Andreas Slominski's show at Sadie Coles HQ will comprise of a new series of polystyrene pictures. Sculpted from wallsize slabs of Styrofoam and spray-painted with a primary and fluorescent palette, these paintings skirt around definitions of painting and sculpture. Evocative of the everyday, they incorporate polystyrene renderings of objects as diverse as a saucepan of egg yolks, skis, a woodworking tool, and boat-objects, all of which suggest a hidden iconography linked to earlier series of sculpture by the artist. Their tropical colours and souvenir-like qualities are reminiscent of a strange journey, one that Slominski reveals through constructed mementos and literal imprints. Made by means of layers, from the engraved polystyrene up, these pieces are contained in heavy steel frames. Framing these pieces in such a way might suggest the completion and compression of the action illustrated inside. As in other work, Slominski upsets his viewer's stable footing by proposing a mystery to be solved. In this way, Slominski has created a new way of engaging the viewer in favour of impression over documentation. Although aesthetically dissimilar to his previous work, the performative actions and conceptual roots remain.

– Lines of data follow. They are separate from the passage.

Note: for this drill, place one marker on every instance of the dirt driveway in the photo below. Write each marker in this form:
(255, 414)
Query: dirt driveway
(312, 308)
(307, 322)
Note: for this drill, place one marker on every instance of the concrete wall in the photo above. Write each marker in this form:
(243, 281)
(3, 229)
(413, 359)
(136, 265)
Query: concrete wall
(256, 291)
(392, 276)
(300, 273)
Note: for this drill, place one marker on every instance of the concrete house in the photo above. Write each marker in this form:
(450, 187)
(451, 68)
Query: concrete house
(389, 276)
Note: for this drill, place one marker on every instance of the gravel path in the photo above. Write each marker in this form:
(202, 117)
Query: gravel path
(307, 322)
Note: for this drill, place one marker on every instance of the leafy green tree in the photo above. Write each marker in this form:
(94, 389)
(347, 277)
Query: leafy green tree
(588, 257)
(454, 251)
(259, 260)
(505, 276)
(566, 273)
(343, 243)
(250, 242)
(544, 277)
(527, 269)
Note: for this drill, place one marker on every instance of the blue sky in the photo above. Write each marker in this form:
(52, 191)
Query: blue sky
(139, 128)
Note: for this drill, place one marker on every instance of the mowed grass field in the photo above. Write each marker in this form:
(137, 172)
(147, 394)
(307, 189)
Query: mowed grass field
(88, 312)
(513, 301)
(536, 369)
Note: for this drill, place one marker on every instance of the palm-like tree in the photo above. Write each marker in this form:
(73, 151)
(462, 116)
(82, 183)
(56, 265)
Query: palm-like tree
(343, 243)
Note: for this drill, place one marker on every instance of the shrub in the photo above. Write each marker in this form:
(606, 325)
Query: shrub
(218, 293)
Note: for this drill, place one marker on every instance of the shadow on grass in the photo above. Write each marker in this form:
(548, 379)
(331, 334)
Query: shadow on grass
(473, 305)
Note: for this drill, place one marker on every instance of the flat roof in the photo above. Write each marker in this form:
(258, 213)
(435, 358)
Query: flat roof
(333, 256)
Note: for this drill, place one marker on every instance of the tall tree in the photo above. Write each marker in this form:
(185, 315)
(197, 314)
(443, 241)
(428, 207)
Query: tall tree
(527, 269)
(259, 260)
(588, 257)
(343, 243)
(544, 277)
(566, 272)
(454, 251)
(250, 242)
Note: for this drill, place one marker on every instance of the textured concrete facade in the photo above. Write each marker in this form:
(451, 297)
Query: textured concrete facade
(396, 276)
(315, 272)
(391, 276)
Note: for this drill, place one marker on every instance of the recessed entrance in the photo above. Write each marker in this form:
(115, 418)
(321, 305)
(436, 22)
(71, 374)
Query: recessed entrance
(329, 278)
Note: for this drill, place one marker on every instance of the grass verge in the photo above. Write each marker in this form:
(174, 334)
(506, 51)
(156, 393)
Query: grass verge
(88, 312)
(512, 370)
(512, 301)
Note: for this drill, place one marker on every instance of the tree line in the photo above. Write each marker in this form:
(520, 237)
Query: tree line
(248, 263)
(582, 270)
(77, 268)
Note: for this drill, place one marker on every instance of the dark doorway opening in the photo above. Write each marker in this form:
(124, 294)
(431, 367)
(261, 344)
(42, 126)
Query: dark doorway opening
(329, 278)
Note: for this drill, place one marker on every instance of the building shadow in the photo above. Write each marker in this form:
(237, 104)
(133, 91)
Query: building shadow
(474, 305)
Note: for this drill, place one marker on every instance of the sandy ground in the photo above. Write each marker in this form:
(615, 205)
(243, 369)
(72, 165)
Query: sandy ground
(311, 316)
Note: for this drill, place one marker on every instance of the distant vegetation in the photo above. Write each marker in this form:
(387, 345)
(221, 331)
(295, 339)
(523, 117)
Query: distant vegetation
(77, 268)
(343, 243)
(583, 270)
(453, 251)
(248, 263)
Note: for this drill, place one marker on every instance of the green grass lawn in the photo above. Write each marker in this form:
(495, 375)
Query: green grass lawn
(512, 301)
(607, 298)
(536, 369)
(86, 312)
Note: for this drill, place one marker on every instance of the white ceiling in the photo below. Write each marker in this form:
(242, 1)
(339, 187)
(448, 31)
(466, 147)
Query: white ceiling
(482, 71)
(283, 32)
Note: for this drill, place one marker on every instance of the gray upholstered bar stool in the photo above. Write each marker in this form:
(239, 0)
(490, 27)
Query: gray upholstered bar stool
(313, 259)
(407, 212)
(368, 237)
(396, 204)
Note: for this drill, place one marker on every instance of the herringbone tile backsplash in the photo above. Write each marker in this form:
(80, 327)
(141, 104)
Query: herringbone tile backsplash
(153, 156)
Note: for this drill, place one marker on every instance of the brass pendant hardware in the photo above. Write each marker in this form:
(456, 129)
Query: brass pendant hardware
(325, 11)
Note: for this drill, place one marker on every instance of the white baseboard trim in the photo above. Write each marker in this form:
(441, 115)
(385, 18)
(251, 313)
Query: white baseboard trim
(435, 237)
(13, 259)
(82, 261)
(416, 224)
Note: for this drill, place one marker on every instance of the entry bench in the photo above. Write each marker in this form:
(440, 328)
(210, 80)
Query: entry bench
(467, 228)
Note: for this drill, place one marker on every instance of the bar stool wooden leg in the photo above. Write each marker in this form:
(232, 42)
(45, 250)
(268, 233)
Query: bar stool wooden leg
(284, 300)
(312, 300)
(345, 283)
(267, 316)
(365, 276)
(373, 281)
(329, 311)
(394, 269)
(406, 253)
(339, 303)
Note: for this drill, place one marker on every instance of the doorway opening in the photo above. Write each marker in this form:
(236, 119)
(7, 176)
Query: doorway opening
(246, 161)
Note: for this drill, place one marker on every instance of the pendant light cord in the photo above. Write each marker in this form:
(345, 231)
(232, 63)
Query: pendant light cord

Slominski is perhaps best known for his traps. These traps, whether conventional, constructed or invented, show Slominski's fanatical mindfulness to detail. Although much of his work is characteristically impractical in its completion, his custom-made traps for individual animals reveal an efficiency-driven side. Like a great deal of Slominski's work, the humour lies in the extreme attention to detail.

Much of Slominski's work is deliberately painstaking. His absurd methods are characterized in work like Cough Syrup Transport System, 1998, which entailed placing a spoonful of cough syrup into a Cardan's suspension apparatus used to keep mariner's compasses horizontal. This was then secured within a vibration-resistant safe, placed in a van and transported from one end of Berlin to the other, completing its journey at the Deutsche Guggenheim at Unter den Linden. All the viewer sees is the spoonful of cough syrup, but his clues reveal a deliberately painstaking route. Photographs and text clearly document his progress. With these new polystyrene pictures, the final conclusion is more ambiguous.

Andreas Slominski was born in Meppen, Germany in 1959. Between 1983 and 1986 he studied at the Hochschule für bildende Künste, Hamburg. Recent solo shows have been held at MMK, Frankfurt am Main, 2007, Museum Boijmans Van Beuningen, Rotterdam, 2007, and at the Serpentine Gallery, London, 2005. He has contributed to numerous international group shows including ...5 minutes later at KW Institute for Contemporary Art, Berlin, 2008. He has been the subject of many monographs including Andreas Slominski (MMK, 2007) and Andreas Slominski (Germano Celant, 2005). He lives and works in Hamburg and Werder, Germany.